From the Cloud Data Loss Prevention documentation, "Cloud DLP helps you better understand and manage sensitive data. It provides fast, scalable classification and redaction for sensitive data elements like credit card numbers, names, social security numbers, US and selected international identifier numbers, phone numbers, and GCP credentials. Cloud DLP classifies this data using more than 90 predefined detectors to identify patterns, formats, and checksums, and even understands contextual clues. You can optionally redact data as well, using techniques like masking, secure hashing, tokenization, bucketing, and format-preserving encryption."
In this project, the DLP API is configured as a logging filter for the paymentservice
microservice of the microservices-demo application. Since all application logs are
sent to Stackdriver Logging, this filter is added to remove sensitive data from log
events before reaching the Stackdriver target.
This is accomplished by customizing the fluentd
configuration so that the
paymentservice
application logs are not initially sent directly to Stackdriver,
but are first submitted to the DLP API for redaction. What is returned is then
logged via submission to Stackdriver Logs.
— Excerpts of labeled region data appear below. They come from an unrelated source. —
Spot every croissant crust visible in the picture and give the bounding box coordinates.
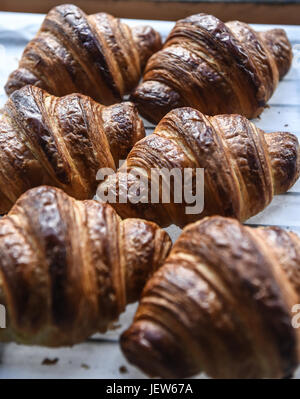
[0,186,171,346]
[99,108,300,226]
[131,14,292,123]
[0,86,145,214]
[5,4,161,105]
[121,216,300,378]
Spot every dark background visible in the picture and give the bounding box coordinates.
[0,0,300,25]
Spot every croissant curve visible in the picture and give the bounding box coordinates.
[0,86,145,214]
[100,108,300,226]
[121,216,300,378]
[5,4,161,105]
[131,14,292,123]
[0,186,171,346]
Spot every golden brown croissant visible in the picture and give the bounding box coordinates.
[121,216,300,378]
[5,4,161,105]
[98,108,300,226]
[132,14,292,122]
[0,186,171,346]
[0,86,145,214]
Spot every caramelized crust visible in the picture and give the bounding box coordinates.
[0,186,171,346]
[121,216,300,378]
[100,108,300,226]
[0,86,145,214]
[5,4,161,105]
[131,14,292,122]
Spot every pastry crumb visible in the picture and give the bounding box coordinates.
[42,357,59,366]
[119,366,128,374]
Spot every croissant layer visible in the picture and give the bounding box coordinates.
[5,4,161,105]
[0,86,145,214]
[99,108,300,226]
[0,186,171,346]
[121,216,300,378]
[132,14,292,123]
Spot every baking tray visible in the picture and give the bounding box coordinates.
[0,12,300,378]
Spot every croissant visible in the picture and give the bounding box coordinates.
[0,186,171,346]
[0,86,145,214]
[5,4,161,105]
[97,108,300,226]
[132,14,292,122]
[121,216,300,378]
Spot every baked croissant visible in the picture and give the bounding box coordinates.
[97,108,300,226]
[5,4,161,105]
[0,186,171,346]
[0,86,145,214]
[132,14,292,122]
[121,216,300,378]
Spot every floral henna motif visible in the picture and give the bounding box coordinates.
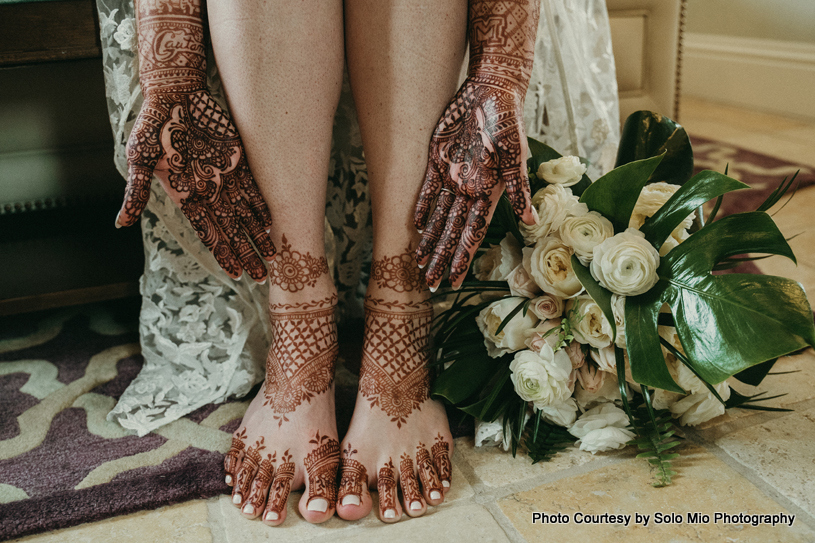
[337,443,368,505]
[122,0,275,281]
[263,451,294,520]
[359,299,433,428]
[304,432,340,510]
[263,306,338,425]
[414,0,539,287]
[271,234,328,292]
[376,459,396,519]
[430,434,453,487]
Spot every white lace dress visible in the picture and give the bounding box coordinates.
[97,0,619,435]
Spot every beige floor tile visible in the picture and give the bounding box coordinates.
[17,500,212,543]
[498,446,815,543]
[716,409,815,514]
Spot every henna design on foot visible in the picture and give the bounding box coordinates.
[337,443,368,505]
[399,453,422,511]
[376,459,397,519]
[430,433,453,488]
[359,299,433,428]
[263,306,339,426]
[271,234,328,292]
[304,431,340,513]
[416,443,442,500]
[263,450,294,522]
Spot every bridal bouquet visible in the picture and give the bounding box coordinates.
[432,112,815,486]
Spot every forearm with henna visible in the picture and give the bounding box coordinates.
[415,0,540,288]
[117,0,275,280]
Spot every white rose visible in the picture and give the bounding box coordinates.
[592,228,659,296]
[518,185,589,245]
[473,233,522,281]
[475,298,538,358]
[569,403,634,454]
[507,263,541,298]
[509,345,572,409]
[566,296,612,349]
[523,237,583,298]
[559,211,614,266]
[540,398,577,428]
[537,156,586,187]
[529,293,563,320]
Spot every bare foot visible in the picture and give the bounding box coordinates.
[337,252,452,522]
[224,280,340,526]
Specifically, after a purchase is completed in the microservices demo web application, a
log event such as this is generated by paymentservice
. Note that the unredacted (demo)
credit card number is included in the log event:
{"severity":"info","time":1555345379891,"message":"PaymentService#Charge invoked with request {\"amount\":{\"currency_code\":\"USD\",\"units\":\"41\",\"nanos\":180000000},\"credit_card\":{\"credit_card_number\":\"4432-8015-6152-0454\",\"credit_card_cvv\":672,\"credit_card_expiration_year\":2020,\"credit_card_expiration_month\":1}}","pid":1,"hostname":"paymentservice-799fb9bdd-9sqdt","name":"paymentservice-server","v":1}
Once sent to the DLP API, this is what is returned and logged:
{
...
severity: "INFO"
textPayload: "{"severity":"info","time":1555345379891,"message":"PaymentService#Charge invoked with request {\"amount\":{\"currency_code\":\"USD\",\"units\":\"41\",\"nanos\":180000000},\"credit_card\":{\"credit_card_number\":\"[CREDIT_CARD_NUMBER]\",\"credit_card_cvv\":672,\"credit_card_expiration_year\":2020,\"credit_card_expiration_month\":1}}","pid":1,"hostname":"paymentservice-799fb9bdd-9sqdt","name":"paymentservice-server","v":1}
"
timestamp: "2019-04-15T16:22:59.891425283Z"
}
This is the DeidentifyTemplate template created as described in the readme:
"deidentifyConfig": {
"infoTypeTransformations": {
"transformations": [
{
"infoTypes": [
{
"name": "CREDIT_CARD_NUMBER"
}
],
"primitiveTransformation": {
"replaceWithInfoTypeConfig": {}
}
}
]
}
}
}
The API
takes in a DeidentifyTemplate,
including a list of infoTypes.
From the InfoType documentation: "...name
is either a name of your choosing when creating a CustomInfoType, or one of the names listed at https://cloud.google.com/dlp/docs/infotypes-reference when specifying a built-in type". The InfoTypes reference includes a predefined template CREDIT_CARD_NUMBER
to match credit card numbers globally.
It's important to note that, as configured, the in-scope-cluster's fluentd
will
be making a DLP API call for every log event (and not necessarily every one
containing credit card data) sent to the paymentservice. That can be seen in
the fluentd
's configuration file
here.' With
this configuration, there are two limiting considerations to take in to account.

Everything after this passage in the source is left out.